When counting the number of journalists killed by the Israeli army since October 2023 in both Gaza and Lebanon, the tally comes to 155—"an unprecedented massacre," according to the roundup.
Multiple journalists were also killed in Pakistan, Bangladesh, Mexico, Sudan, Myanmar, Colombia, and Ukraine, according to the report, and hundreds more were detained and are now behind bars in countries including Israel, China, and Russia.
Meanwhile, in a statement released Thursday, the International Federation of Journalists (IFJ) announced that at least 139 Palestinian journalists and media workers have been killed since the war in Gaza began in 2023, and in a statement released Wednesday, IFJ announced that 104 journalists had perished worldwide this year (which includes deaths from January 1 through December 10).
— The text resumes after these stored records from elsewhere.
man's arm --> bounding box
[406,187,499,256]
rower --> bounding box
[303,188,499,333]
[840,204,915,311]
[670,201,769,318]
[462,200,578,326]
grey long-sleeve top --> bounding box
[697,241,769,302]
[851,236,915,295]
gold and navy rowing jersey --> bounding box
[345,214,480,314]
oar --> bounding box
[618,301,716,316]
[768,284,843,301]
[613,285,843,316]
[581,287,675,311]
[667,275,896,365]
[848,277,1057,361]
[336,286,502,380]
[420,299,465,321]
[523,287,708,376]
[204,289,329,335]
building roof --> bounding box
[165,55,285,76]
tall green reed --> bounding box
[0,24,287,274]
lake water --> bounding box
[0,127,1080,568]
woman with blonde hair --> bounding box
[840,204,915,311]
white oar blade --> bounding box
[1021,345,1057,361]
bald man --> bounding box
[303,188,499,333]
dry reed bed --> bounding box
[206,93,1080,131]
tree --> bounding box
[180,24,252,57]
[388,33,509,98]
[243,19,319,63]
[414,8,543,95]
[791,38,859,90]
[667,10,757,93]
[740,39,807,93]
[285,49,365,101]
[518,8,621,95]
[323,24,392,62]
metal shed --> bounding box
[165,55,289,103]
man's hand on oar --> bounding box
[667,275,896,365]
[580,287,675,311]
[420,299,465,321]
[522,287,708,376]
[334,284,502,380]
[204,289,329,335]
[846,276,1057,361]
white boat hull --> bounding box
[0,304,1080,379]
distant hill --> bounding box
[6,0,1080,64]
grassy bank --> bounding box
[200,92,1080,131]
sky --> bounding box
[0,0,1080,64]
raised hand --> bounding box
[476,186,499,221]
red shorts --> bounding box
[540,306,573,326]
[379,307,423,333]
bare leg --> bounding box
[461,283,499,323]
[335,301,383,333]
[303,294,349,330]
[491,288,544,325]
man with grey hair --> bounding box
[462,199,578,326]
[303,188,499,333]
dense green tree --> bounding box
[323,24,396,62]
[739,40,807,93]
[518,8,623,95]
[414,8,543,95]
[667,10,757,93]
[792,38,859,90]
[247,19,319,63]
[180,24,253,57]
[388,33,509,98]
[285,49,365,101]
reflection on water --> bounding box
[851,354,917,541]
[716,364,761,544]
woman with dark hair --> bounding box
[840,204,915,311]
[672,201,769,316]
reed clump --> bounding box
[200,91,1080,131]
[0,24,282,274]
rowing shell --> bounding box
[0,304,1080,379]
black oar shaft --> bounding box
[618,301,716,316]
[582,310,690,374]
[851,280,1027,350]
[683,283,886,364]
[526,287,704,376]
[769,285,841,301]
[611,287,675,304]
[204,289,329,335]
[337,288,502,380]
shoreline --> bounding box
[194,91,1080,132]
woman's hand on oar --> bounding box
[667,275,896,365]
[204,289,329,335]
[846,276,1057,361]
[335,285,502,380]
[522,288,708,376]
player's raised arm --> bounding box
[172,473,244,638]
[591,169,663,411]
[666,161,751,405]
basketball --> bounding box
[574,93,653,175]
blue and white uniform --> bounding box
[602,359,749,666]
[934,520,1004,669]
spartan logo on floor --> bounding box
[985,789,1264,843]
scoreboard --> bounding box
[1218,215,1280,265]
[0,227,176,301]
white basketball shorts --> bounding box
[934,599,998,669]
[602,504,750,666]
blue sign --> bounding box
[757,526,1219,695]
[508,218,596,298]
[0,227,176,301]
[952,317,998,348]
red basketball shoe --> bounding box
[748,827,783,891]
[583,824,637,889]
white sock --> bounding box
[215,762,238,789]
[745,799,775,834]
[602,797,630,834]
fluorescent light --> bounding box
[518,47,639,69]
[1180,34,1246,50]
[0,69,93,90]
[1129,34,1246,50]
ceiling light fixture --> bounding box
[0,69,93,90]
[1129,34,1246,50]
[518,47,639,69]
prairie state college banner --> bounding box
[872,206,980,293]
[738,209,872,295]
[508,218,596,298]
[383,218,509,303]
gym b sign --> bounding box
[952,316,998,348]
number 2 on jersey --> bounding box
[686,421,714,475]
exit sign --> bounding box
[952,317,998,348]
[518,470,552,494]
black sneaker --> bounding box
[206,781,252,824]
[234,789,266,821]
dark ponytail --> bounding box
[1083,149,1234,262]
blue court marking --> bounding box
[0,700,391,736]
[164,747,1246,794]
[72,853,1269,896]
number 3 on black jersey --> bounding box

IFJ's number for all of 2024 appears to be higher than RSF because RSF is only counting deaths that occurred "on the job or in connection with their work."
IFJ lists out each of the slain journalists in its 139 count, which includes the journalist Hamza Al-Dahdouh, the son of Al Jazeera's Gaza bureau chief, Wael Al-Dahdouh, who was killed with journalist Mustafa Thuraya when Israeli forces targeted their car while they were in northern Rafah in January 2024.